FODLAM, a Poorly Named Tool for Estimating the Power and Performance of Deep Learning Accelerators

December 4, 2017

My group is working on a project that intersects with research on hardware accelerators for deep neural networks. We’re not building a new accelerator ourselves, but we need to know roughly how one behaves.

Despite this area’s face-melting hotness, it has not generated many reusable research tools. MIT’s EEMS group has a web-based energy estimation tool, but it’s closed source and supports a limited range of layer types. Nvidia recently released the Verilog source for their accelerator, NVDLA, but its simulator isn’t available yet and a complete HDL implementation is not the most reusable substrate for research. We emailed a handful of groups, but no one was interested in open-sourcing anything.

Imagine working on a new branch predictor and needing to implement or model an entire CPU to get performance results. That’s where we are with neural network accelerators. I don’t know whether deep learning ASICs will become as commonplace as CPUs or GPUs, but reasonable people claim that they will. If that’s the case, we need reusable, standardized, open-source research tools to make any progress.

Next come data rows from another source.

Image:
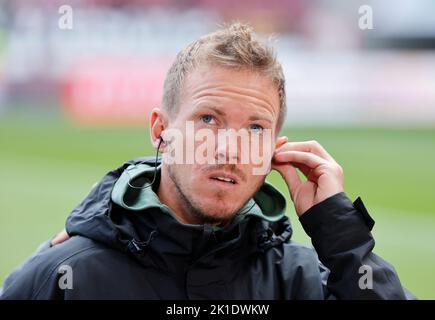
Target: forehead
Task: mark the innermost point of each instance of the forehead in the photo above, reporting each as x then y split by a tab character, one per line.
212	82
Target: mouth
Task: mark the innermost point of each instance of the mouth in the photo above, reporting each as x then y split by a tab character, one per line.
224	178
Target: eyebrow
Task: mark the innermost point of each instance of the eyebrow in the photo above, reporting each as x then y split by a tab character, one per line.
251	118
260	117
215	109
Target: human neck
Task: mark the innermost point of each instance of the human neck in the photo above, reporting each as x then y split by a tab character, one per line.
170	196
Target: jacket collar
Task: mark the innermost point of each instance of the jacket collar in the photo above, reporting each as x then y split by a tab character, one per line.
130	192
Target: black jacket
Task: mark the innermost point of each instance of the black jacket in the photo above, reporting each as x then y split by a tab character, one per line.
125	247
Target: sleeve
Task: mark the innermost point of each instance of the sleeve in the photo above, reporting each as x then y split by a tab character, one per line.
340	232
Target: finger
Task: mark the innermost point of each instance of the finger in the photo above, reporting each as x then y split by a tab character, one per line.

It’s more important for tools to be open and reusable than it is for them to be perfect. So we’re releasing our miniscule, simplistic power and performance model on GitHub. The First-Order Deep Learning Accelerator Model (FODLAM) aggregates published numbers from two recent papers and extrapolates per-layer latency and energy consumption for CNN execution. You feed in a configuration file describing your neural network and FODLAM dumps out JSON containing joules and seconds.

FODLAM is nothing fancy, but we hope it will save other groups from reinventing the same estimation strategy. If you use it, please publish any extensions so others can benefit.